And they are not an alternative to Document Stores.

Document Stores

Document Stores are designed to hold complete human-readable documents and messages.

The documents are stored and indexed without being “normalised” or dismembered into tables

(They may however undergo algorithmic, lossless data compression.)

The database has no schema!

Instead, the vocabulary and grammatical structure of each document is declared (often by reference to a schema document) in the document itself.

The vocabulary (typically English) is human-readable, and doesn’t have been altered for storage-efficiency.

However, the grammatical structure is limited to that of regular expressions, because that is the only grammar readable by a computer.

And the only grammar you can define using a data flow language such as XML or JSON.

So, the documents and messages are defined using self-describing data structure formats such as:

· XML - a data format used in OASIS message schemas and in OAGIS Business Object Documents (BODs)

· SAP Intermediate Documents (IDocs).

Aside: Don’t confuse OASIS and OAGIS.

OASIS is a standards body that publishes standard schemas for XML messages.

OAGIS is a specific standard for business-to-business integration from a different standards body, the OAG.

OAGIS BODs and SAP IDocs are different from OASIS “for information” messages.

It isn’t just that a document is a collection of related content that is stored for future reference.

The crucial point is that documents are created and used in the natural course of business processes.

The source, timing and sequence of document creation and receipt may be highly significant to their processing and needs to be recorded.

The Document Store design process

The storage structure of a Document Store (like the denormalised structure of data warehouse) is less economical than a relational database.

But it is unhelpful to think of a Document Store as a denormalised database, because the development lifecycles are different.

This table compares the two processes.

Investigate any controlled vocabulary or conceptual model used in the business context.
Document definition (messages, displays, forms and reports)
Define documents needed/used to perform activities in roles or processes. Define documents created in the course of performing activities in roles or processes.
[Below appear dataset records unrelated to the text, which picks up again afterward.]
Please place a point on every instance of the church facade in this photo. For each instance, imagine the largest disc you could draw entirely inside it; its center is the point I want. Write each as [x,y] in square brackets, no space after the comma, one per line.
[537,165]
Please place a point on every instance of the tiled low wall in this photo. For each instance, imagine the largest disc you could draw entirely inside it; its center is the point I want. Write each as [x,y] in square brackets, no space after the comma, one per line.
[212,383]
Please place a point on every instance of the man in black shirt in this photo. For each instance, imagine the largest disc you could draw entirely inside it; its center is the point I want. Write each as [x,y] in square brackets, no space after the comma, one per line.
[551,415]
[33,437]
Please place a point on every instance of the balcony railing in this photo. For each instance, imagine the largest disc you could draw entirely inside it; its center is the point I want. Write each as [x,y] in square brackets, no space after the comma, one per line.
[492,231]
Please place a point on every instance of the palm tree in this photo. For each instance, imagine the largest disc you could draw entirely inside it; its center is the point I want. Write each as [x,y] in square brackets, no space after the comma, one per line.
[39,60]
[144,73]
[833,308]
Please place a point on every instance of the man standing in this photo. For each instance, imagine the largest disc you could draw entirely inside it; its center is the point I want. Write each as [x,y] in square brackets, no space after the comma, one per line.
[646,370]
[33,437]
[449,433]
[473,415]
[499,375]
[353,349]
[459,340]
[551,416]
Define the documents’ data items in a data dictionary or canonical data model.
Database design	Document Store design
Analyse I/O documents to find “entities” identified by primary keys.
Define a logical data model - by “normalising” and relating the entities.	Define each input document as a logical structure (a regular expression)
Define additional audit trail data to be stored (data entry time, place etc.)	Define additional context data to be stored (document provenance information etc.)
Code the data model as a database schema using the chosen Database Management System.	Code the input data structures using the chosen data format standard (XML, JSON, whatever)
Refine the database design to ensure processes are performant.	Refine the database design to fulfil output requirements, while keeping input documents intact.
Design to ensure the database satisfies CIA and scalability requirements.

Document history/audit trail

Document Stores can efficiently store the context data (aka metadata or document schema) that describes a document.
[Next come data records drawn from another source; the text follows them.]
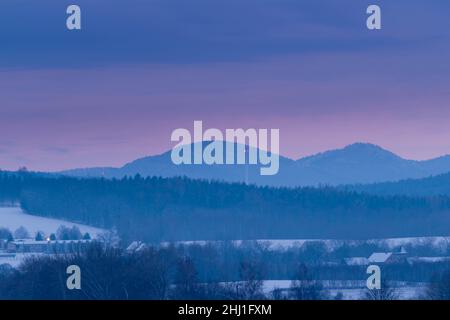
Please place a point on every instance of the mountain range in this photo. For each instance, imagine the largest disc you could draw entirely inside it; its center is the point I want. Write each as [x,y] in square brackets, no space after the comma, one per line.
[358,163]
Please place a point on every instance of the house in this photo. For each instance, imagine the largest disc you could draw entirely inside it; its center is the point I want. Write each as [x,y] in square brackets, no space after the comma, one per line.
[46,246]
[388,257]
[379,258]
[136,246]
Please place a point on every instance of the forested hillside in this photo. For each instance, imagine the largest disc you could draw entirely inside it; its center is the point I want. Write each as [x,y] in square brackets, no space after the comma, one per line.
[155,209]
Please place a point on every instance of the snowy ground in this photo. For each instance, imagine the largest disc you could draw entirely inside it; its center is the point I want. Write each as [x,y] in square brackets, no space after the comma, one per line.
[390,243]
[353,290]
[13,217]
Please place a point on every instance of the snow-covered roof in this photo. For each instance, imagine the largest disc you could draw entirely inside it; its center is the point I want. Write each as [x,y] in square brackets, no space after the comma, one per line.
[357,261]
[379,257]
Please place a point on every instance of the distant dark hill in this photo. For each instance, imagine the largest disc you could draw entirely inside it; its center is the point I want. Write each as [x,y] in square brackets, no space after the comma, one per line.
[166,209]
[357,163]
[431,186]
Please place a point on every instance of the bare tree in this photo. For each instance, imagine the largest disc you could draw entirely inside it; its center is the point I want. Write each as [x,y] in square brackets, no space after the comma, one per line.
[303,287]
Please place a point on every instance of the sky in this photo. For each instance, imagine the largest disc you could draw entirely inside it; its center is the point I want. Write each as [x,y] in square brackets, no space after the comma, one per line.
[115,90]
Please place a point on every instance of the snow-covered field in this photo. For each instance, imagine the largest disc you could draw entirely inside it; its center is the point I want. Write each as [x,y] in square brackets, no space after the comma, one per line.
[13,217]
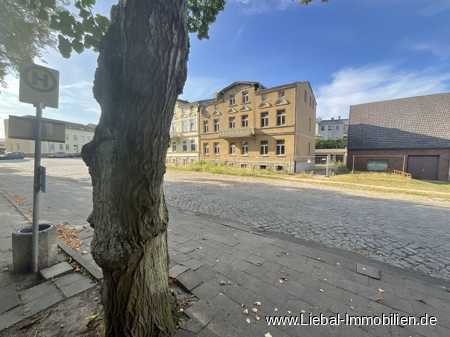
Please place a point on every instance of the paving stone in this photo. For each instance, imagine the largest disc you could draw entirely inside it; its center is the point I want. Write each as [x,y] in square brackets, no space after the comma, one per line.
[177,270]
[184,333]
[190,279]
[208,290]
[202,311]
[368,271]
[254,259]
[87,264]
[56,270]
[40,290]
[8,298]
[73,284]
[42,302]
[11,317]
[193,264]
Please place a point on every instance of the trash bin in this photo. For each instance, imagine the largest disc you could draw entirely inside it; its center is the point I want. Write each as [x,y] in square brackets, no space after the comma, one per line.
[22,248]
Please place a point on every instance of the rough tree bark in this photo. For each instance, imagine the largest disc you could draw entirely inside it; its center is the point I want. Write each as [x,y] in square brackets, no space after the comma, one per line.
[141,71]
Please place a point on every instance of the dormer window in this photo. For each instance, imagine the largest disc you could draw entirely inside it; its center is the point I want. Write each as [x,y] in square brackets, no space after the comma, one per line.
[232,100]
[245,98]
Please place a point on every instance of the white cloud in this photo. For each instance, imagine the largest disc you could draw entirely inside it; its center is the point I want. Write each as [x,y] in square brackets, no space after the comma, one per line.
[351,86]
[260,6]
[440,50]
[198,88]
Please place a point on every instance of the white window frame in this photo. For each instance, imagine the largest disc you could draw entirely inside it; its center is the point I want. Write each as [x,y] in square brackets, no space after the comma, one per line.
[264,144]
[281,117]
[265,118]
[281,147]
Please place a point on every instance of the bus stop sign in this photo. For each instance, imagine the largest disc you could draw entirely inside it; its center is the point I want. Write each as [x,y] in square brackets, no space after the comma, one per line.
[39,85]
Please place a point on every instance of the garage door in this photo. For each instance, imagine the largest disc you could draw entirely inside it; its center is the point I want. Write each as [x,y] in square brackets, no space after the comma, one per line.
[423,167]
This greatly simplifies records of a document’s provenance and history.

The audit trail of document creation and update is held at the document level (rather than the entity level).
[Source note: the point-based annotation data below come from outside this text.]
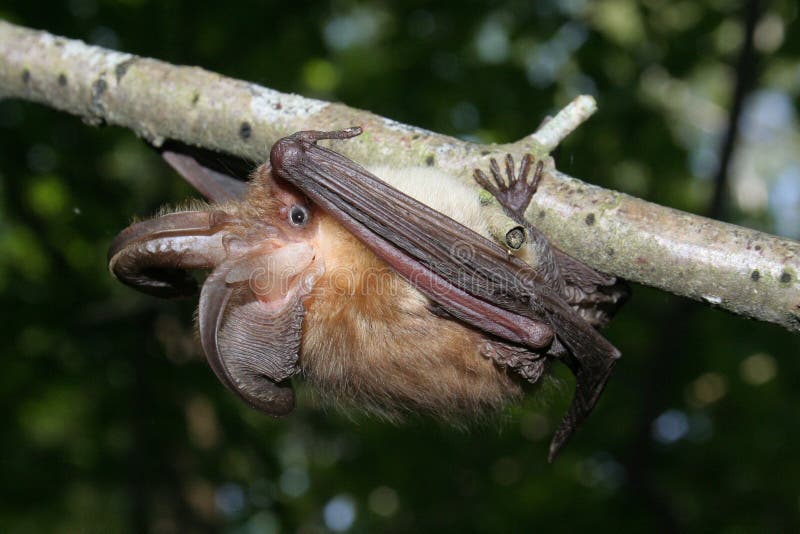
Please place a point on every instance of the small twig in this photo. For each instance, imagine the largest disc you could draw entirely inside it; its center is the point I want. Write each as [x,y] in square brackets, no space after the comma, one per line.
[744,271]
[552,132]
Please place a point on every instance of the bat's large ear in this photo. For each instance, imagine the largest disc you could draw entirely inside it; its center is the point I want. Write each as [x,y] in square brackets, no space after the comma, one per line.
[252,348]
[251,311]
[153,256]
[218,177]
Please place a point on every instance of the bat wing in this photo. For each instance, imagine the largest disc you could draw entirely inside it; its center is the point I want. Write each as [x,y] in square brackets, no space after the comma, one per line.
[468,276]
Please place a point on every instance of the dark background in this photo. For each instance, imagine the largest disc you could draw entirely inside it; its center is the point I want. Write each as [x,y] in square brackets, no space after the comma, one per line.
[110,420]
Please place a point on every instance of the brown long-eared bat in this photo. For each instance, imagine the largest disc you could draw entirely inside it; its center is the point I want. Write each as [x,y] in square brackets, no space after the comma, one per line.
[391,301]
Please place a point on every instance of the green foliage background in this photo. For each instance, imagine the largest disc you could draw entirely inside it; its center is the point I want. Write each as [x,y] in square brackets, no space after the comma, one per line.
[111,421]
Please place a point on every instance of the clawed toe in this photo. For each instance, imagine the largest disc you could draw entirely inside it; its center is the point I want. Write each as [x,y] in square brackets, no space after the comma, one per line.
[514,192]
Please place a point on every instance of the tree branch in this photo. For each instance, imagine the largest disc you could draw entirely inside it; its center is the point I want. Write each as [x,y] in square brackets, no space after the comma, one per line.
[744,271]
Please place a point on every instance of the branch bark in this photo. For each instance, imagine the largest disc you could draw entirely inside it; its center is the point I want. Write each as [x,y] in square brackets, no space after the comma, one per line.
[747,272]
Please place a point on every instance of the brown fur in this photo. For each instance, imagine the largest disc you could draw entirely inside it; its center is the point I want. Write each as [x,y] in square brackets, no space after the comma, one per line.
[370,341]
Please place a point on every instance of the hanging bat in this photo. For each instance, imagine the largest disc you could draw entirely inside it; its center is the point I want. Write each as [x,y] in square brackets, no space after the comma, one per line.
[386,300]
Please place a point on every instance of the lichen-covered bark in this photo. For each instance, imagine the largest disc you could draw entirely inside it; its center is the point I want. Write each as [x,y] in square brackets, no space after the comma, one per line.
[741,270]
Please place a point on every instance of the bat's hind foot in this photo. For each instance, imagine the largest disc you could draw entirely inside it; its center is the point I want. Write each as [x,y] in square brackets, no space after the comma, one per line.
[514,192]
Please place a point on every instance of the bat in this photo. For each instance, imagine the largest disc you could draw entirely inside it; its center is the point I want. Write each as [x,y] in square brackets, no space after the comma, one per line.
[385,294]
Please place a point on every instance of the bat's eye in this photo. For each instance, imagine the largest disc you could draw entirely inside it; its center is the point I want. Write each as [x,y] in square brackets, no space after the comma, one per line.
[299,215]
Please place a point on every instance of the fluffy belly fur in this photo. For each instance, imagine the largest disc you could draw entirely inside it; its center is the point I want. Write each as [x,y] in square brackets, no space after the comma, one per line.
[371,342]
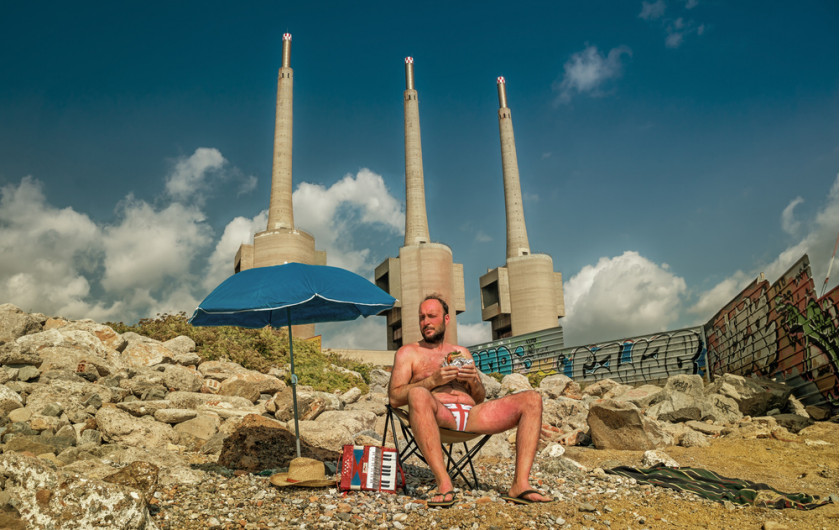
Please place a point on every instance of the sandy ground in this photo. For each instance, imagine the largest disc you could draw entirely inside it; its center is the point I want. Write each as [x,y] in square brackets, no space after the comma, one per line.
[789,465]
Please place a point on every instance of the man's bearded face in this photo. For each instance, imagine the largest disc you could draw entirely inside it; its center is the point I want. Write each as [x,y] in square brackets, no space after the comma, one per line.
[432,321]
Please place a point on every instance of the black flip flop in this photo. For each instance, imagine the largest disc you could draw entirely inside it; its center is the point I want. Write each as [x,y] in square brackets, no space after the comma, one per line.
[444,503]
[521,499]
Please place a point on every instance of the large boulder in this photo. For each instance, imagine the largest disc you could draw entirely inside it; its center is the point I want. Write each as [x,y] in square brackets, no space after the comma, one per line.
[682,399]
[73,350]
[122,428]
[250,385]
[260,443]
[43,497]
[513,383]
[621,425]
[142,351]
[15,323]
[754,396]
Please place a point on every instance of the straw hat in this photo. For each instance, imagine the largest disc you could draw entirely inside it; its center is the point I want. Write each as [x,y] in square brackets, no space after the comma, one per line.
[304,472]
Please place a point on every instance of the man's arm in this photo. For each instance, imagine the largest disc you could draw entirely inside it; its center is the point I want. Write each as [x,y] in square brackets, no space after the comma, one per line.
[470,377]
[401,374]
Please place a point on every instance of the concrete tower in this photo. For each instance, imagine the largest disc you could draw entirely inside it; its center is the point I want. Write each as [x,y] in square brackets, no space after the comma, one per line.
[526,295]
[423,267]
[281,242]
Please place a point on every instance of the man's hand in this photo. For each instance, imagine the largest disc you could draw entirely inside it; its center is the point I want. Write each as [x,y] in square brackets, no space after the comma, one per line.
[444,375]
[467,373]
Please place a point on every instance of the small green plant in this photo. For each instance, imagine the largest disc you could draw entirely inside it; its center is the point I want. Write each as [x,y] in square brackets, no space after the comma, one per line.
[257,349]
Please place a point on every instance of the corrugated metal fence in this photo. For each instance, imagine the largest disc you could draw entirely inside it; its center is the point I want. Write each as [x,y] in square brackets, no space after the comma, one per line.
[646,358]
[781,331]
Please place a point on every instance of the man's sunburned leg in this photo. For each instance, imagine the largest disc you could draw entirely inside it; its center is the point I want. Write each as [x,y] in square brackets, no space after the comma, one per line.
[425,415]
[522,410]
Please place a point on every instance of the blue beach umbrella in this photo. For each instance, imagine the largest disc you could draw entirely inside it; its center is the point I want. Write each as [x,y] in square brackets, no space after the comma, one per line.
[290,294]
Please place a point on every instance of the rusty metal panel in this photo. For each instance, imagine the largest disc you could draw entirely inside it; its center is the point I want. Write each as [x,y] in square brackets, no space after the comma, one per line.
[516,354]
[646,358]
[780,331]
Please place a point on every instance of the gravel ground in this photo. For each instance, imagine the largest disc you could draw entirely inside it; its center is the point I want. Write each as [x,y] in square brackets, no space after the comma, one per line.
[585,499]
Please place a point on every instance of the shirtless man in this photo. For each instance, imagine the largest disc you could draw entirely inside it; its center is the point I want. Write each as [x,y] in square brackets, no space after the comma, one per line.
[453,397]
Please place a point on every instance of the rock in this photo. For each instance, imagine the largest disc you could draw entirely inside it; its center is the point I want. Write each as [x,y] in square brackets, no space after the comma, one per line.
[492,388]
[14,323]
[181,345]
[600,388]
[704,427]
[250,385]
[513,383]
[621,425]
[553,450]
[566,413]
[220,370]
[203,427]
[753,396]
[796,407]
[9,400]
[177,377]
[73,350]
[173,416]
[681,399]
[46,498]
[260,443]
[554,385]
[793,422]
[376,403]
[106,334]
[121,427]
[140,476]
[351,396]
[652,458]
[640,396]
[817,413]
[27,373]
[693,438]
This makes it easier to understand the history of a document and who has updated it.

The history is visible to and understandable by the end user (not requiring analysis of an entity-level audit trail).

Data variety

Document Stores can hold a wide variety of data structures in one data store, and apply the power of computing to that data.

Varieties include:

· Largely unstructured narrative documents, in which large chunks of text appear as single elements (e.g. research papers or news media).

· Documents containing finer-grained data elements (e.g. email with elements for To, From, Copy, Date, Subject etc.).

· Less-well described data conveyed using a mark-up language (which may not convey the meaning of tagged terms).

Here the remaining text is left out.